What does the schedule look like?
Jessica: We aim for three workouts a week together, – typically on Monday, Wednesday and Friday mornings. We set the alarm for 5:30AM and try to get started by 6:00 (which is sometimes 6:15!), so that we have time to shower and get breakfast before getting the kids off to school and heading to work. The workouts are anywhere from 30-60 minutes, depending on what we have time for. There have been weeks when we’ve had to shuffle the days around or cut workouts short because of all sorts of things – the kids bickering, sleeping late, someone not feeling well, travel, etc. We just adapt as we go and make the most of it.
Has it changed your relationship? If so, In what ways?
Robert: Exercise had always been something that we did on our own rather than together, partially out of necessity due to the demands of watching our kids when they were younger. We’d take turns in the early mornings to get our runs done before the work day, and each have our own nights for yoga classes. While we talked about and supported one another in our goals, they were individual goals. Working out together shifted the focus from personal race times and distances to simply being healthy together. The goal was twofold: both getting exercise AND spending time together. Parenting three kids and working is hard, and doing these workouts together helps us to stay focused on each other so we’re better able to handle the swirling stresses of our life as a team.
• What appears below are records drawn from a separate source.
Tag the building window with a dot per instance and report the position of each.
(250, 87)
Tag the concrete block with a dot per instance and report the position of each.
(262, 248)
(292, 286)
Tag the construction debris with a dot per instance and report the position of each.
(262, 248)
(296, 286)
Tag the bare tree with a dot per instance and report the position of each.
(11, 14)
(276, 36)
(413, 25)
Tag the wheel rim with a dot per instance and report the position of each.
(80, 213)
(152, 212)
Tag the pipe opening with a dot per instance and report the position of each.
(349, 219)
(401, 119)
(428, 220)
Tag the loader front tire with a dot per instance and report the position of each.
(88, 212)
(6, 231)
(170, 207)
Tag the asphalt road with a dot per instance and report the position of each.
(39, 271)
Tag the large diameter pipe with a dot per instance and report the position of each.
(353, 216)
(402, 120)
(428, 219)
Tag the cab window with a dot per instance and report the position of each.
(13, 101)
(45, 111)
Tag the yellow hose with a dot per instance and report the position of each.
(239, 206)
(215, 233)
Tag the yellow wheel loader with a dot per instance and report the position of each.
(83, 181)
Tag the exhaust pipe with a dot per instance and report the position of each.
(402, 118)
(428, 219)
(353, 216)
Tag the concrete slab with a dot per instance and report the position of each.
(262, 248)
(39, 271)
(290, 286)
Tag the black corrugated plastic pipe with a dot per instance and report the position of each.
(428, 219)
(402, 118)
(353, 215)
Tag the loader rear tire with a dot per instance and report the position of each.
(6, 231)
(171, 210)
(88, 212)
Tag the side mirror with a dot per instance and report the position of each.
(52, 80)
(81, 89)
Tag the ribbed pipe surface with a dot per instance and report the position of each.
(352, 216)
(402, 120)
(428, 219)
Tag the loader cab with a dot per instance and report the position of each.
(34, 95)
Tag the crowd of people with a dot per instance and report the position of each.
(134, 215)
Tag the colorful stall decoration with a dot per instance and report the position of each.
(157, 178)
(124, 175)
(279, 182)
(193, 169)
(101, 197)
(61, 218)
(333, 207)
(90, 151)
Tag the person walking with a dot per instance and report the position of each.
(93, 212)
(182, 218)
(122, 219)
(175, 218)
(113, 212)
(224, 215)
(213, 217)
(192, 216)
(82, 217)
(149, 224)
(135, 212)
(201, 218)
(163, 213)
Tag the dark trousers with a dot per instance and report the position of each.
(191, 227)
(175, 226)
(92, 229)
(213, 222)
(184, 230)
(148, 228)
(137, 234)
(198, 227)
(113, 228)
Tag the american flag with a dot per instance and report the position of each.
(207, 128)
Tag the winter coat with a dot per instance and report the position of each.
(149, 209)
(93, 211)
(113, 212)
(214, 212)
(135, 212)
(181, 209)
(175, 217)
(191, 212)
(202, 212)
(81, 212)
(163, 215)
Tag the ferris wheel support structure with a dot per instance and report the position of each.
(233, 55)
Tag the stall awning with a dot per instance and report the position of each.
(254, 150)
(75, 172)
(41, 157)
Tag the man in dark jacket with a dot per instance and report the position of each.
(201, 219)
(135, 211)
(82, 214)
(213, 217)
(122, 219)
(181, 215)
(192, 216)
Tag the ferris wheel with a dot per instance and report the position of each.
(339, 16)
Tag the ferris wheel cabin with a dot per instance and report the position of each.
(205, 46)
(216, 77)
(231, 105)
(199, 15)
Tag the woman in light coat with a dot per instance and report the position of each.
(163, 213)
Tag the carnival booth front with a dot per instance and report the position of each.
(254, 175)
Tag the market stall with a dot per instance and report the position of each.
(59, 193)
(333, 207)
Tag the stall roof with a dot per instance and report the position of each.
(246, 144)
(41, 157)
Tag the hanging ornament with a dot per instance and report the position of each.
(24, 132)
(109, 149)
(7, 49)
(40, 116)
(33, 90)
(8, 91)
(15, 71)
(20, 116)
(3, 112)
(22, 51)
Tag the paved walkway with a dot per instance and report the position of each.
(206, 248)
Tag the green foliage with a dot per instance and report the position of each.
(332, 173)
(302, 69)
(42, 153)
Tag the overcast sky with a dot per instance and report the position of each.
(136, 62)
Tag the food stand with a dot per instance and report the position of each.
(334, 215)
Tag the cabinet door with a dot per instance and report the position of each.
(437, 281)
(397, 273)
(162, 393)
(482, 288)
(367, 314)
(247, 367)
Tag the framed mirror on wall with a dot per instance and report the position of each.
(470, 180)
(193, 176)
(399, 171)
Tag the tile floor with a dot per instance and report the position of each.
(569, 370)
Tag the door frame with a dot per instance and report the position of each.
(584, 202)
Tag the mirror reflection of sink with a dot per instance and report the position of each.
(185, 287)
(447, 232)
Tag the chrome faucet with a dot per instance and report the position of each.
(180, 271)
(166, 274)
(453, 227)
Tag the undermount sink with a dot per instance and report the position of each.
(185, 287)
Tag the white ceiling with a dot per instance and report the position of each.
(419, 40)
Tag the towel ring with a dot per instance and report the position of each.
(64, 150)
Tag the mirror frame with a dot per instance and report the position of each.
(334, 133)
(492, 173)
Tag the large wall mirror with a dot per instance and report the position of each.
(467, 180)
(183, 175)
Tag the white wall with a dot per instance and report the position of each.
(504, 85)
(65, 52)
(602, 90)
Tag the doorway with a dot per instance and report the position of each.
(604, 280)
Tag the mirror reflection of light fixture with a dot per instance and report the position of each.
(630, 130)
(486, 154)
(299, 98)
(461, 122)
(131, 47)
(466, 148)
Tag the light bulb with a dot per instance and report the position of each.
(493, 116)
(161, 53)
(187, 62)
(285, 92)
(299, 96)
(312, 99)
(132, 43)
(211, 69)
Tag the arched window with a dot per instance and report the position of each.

What advice would you give to other partners looking for ways to live a healthier lifestyle together?
Robert: START. Jessica was a runner for many years before I even considered running. What held me back for a while was that nasty, self-fulfilling voice comparing my abilities to Jessica and other, more experienced runners. I thought that because I didn’t have their speed or endurance that meant my effort or the benefits I experienced were somehow less. That first run was the hardest for me. Just accepting that I was going to suck at it at first, and trusting that if I stuck with it I’d get better and stronger — and it would suck less. It was the same when we started our strength workouts together – the early mornings were hard, and I didn’t have the strength or endurance that I wanted, or that Jessica had (I’m not competitive ). But knowing that Jessica was counting on me for motivation as much as I was counting on her helped a ton. That commitment to each other to get started – the first time and really for lots of the workouts since – has been a huge motivator and is key, I think, for any couple that wants to do this together. Make a commitment to each other and trust that sometimes you’ll need to pull your partner and sometimes you’ll need to be pushed. And listen to each other – what motivates and strengthens you may not be what works for your partner. Have a plan, but be open to adjusting things so that it works for both of you.
Jessica: Do your workouts based on timed intervals rather than having a set number of reps and sets for each exercise. Chances are that at least in the beginning, you and your partner will be at different fitness levels or some of the exercises will be easier or harder for one of you than they are for the other. When you set the clock and say “we are going to do these exercises for X number of minutes”, it doesn’t matter whether one of you is faster or slower at it than the other. You just keep moving until the clock stops, and you both start and finish together no matter where you are. Doing strength workouts this way with your partner is ideal I think – because pace just isn’t an issue.
How do you encourage one another to beat yesterday?
Robert: There have been a lot of mornings when the alarm has gone off and we’re laying in bed trying to find the motivation to get dressed and out to the garage for our workout. A pat on the leg and a “Come on, let’s go. It’ll feel good.” is usually just the little push we need to get going – that reminder of how good it felt after our last workout, and that we’re in it together.